Here's what I mean: If we demand everyone be treated the same their will be no winners or losers, no rewards, no consequences, no distinctions, only have and have nots. Who would want to excel in athletic pursuit if winners could not be recognized. We all know the reason communism failed was there was no incentive to improve. The fact is people are different, have differing abilities; there is no harm done in recognizing those distinctions, different sexes, different heights weight intellectual pursuits mean we will have different perceptions of reality and outcomes to our pursuits. That is just reality. It is not unfair. The fact that some people are born in Rwanda and some in Martha's Vinyard does not make one person better than the other. Their birth is not unfair, although their governments may not give them the same opportunities.

A demand for equity can result in harm. It usually means someone has the power to give rewards, and someone is in need. If everyone is treated equitably, no one can be allowed to advance, improve or change. Equity denies hope and justice.

This past week the new owner of our company had a meeting to orient us about new policies. Under our prior owner all employees had casual dress on Fridays and weekends. Under the new owner for people who work traditional m-f; they will only have casual dress the last Friday of the month. This means those who work Saturday and Sunday will get to dress down 8 days a month, while those who work 40 hours weeks will only get one day a month. Many employees complained to the new owner "that's not fair." How silly! I don't work Saturday and Sunday. I am at home with my family doing Saturday and Sunday kind of things. It does not hurt me that some of those who do not have the privilege of having weekends off dress down. What do I care? I can assure you if the policy changes those of us who only can where jeans one day a month will not get more casual days. What will happen is those who work Saturday and Sunday will lose the privilege. This will not result in equity, because most who work Saturday and Sunday do not work Friday. They will wind up with no casual days. The demand for equity (in the name of fairness) will not result in everyone being treated the same. Rather it will further disenfranchise people. It will merely create one group who has fewer casual days than they had before and one group who has none. Demanding that everyone be treated the same only creates one group of halves and one group of have nots.
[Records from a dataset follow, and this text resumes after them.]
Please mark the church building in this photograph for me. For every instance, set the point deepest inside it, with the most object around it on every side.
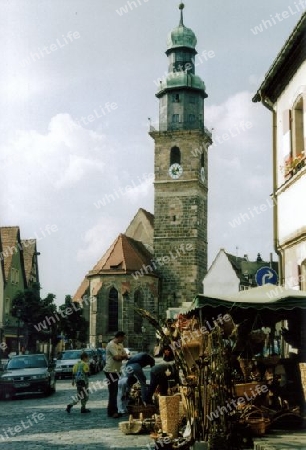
(160, 262)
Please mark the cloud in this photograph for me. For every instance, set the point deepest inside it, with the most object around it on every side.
(239, 175)
(97, 239)
(66, 156)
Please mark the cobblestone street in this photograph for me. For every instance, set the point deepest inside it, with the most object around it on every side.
(58, 430)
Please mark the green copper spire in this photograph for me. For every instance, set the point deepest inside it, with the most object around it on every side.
(181, 36)
(181, 7)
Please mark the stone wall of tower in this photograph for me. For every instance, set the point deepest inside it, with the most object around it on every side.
(180, 224)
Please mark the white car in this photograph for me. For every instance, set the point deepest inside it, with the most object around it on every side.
(66, 361)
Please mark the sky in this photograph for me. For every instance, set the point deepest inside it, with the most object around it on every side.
(77, 89)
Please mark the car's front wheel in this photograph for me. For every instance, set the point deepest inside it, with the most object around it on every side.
(7, 394)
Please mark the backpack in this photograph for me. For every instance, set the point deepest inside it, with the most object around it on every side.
(80, 376)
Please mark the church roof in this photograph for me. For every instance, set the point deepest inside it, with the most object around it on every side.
(123, 256)
(81, 291)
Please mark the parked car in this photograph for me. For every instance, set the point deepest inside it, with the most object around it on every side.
(26, 374)
(66, 361)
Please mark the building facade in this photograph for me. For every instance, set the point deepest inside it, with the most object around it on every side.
(122, 280)
(283, 92)
(172, 245)
(181, 176)
(14, 281)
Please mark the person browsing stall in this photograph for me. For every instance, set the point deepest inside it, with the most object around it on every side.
(115, 354)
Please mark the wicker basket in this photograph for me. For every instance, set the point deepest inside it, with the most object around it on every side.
(131, 427)
(246, 367)
(147, 411)
(247, 389)
(169, 413)
(257, 422)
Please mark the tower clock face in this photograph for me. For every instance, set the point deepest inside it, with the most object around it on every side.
(175, 171)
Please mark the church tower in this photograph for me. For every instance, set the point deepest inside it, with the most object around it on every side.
(180, 188)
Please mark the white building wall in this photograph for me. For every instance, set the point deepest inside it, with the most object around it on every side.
(221, 279)
(1, 299)
(292, 209)
(285, 103)
(291, 192)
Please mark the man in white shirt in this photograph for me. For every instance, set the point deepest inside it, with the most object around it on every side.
(115, 354)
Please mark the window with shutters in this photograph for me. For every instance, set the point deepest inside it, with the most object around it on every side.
(175, 156)
(298, 128)
(113, 306)
(138, 301)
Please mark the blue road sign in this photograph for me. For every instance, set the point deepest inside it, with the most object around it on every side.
(266, 275)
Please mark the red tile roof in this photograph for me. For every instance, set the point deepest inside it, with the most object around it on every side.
(81, 290)
(124, 255)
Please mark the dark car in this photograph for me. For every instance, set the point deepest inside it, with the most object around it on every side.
(66, 361)
(26, 374)
(101, 357)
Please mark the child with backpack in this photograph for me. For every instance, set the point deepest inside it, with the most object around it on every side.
(80, 373)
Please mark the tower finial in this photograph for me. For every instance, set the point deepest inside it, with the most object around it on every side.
(181, 7)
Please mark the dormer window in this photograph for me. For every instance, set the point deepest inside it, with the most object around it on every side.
(298, 127)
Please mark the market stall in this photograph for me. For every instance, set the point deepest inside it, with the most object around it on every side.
(241, 360)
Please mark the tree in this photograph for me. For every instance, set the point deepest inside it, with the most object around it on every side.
(73, 325)
(33, 312)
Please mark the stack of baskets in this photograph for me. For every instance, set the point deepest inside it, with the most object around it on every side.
(147, 411)
(256, 420)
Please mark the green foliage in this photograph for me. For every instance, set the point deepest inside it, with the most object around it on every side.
(73, 325)
(31, 310)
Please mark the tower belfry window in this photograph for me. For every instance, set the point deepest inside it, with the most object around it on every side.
(175, 156)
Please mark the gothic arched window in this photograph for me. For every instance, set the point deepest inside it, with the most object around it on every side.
(175, 156)
(138, 302)
(113, 310)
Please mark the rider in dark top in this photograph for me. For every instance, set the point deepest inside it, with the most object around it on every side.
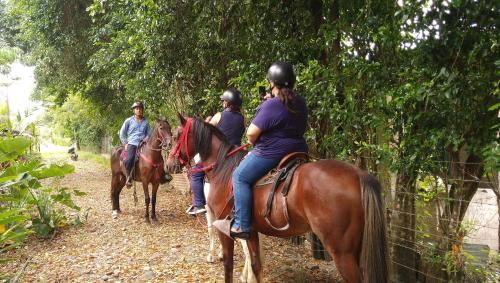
(276, 130)
(231, 122)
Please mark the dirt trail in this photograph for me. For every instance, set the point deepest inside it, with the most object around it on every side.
(129, 250)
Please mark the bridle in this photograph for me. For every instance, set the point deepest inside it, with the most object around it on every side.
(183, 142)
(164, 142)
(175, 153)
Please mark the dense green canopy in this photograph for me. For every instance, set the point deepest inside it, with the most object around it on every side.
(408, 88)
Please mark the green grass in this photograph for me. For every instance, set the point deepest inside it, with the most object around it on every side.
(101, 159)
(63, 156)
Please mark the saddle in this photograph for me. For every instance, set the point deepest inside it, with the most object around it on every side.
(123, 155)
(282, 173)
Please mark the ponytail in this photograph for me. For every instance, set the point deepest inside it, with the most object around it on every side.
(287, 97)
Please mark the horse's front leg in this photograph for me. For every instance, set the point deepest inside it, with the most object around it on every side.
(153, 201)
(227, 256)
(146, 200)
(253, 274)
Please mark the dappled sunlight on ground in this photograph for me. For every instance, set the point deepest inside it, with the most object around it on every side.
(129, 250)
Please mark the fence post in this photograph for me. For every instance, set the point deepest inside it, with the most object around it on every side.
(318, 251)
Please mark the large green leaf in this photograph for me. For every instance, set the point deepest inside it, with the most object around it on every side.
(12, 148)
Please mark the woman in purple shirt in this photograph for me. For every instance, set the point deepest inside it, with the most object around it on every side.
(276, 130)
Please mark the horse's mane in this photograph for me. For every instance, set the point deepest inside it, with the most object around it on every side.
(225, 164)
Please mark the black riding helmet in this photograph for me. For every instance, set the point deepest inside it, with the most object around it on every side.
(281, 74)
(137, 104)
(232, 96)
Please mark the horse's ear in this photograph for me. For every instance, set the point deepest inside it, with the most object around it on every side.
(182, 120)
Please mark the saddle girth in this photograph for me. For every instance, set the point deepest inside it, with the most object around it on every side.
(285, 173)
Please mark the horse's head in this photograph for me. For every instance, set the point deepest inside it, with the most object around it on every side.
(183, 147)
(162, 134)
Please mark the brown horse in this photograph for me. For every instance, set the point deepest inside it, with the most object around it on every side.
(340, 203)
(148, 169)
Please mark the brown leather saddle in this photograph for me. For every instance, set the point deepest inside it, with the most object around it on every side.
(282, 173)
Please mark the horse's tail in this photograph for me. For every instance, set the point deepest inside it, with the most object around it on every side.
(374, 253)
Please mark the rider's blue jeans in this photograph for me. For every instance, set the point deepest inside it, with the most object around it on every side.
(197, 180)
(251, 169)
(130, 159)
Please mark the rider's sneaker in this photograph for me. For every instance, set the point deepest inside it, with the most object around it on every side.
(193, 210)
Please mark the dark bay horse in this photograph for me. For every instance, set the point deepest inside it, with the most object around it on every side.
(148, 169)
(340, 203)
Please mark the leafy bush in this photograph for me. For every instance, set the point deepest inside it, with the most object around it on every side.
(25, 205)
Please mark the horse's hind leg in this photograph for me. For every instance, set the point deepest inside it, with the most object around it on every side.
(248, 275)
(146, 200)
(227, 255)
(153, 202)
(345, 253)
(211, 235)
This is the fallacy of fairness. People who are happy are willing to live with inequities. There always be people who have more money, more opportunity and more privilege than me. I do not want to take anyone else's privilege away, because I can't have it. All I want is for us all to live by the same rules. Fairness means we all have the same opportunity to succeed or fail. It is a childish and unrealistic and harmful to pursue equity. This is why capitalism is superior morally to socialism. Building a social system on collective equity merely builds disparity between have and have not. Capitalism gives everyone the same opportunity and those who make the most of the opportunities get the most gain. Some one tell me how that is unfair?